I won’t have such insolent meddlers filching it away.
I don’t trust people!”
“Giles means most people.” Lilith Adams spoke quietly from the capsule.
“But we’ve come back to place our faith in you, Captain Ulnar.”
“Have you decided to tell me what happened to Captain Scabbard’s mate and those two spacemen?”
She looked down through the hatch at me, her bronze eyes as cool and aloof as the luminous Clouds of Magellan.
When I turned to old Habibula, his brick-colored eyes blinked evasively. Neither said a word.
“You have no rights here—not even as spacemen in distress.” I didn’t try to hide my exasperation.
“Perhaps I can’t leave you out to die in Nowhere, but I’ll have to hold you in the station brig.”
I tried to scowl at the girl.
“Unless you care to tell me why you’re here.”
“For life’s sweet sake!”
The old man reddened with a hurt surprise.
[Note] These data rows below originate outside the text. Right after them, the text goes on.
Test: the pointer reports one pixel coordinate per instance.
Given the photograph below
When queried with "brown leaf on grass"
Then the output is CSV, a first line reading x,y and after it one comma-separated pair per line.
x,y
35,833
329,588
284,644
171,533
“Lil’s too young and proud and fine for any wicked brig, and something in me never loved confinement—that’s why I learned my precious art with locks!”
His flint-colored eyes squinted at me shrewdly.
“If you want to be a mortal military bureaucrat, I guess we’ll have to tell you why we’ve come back.
I think the blessed truth will make you grant that we do have legitimate business at Nowhere Near.”
“I’m listening.”
“We left here as unwelcome guests on Scabbard’s ugly tub, thanks to your peculiar sense of your duty to the Legion.”
His nasal whine lifted resentfully.
“Scabbard’s crew of hairy cavemen were all cursing Nowhere—whatever that is.
The geodynes were stalled and half the instruments were dead.
We were still on rocket astrogation, eight hours out, when we picked up a laserphone signal.”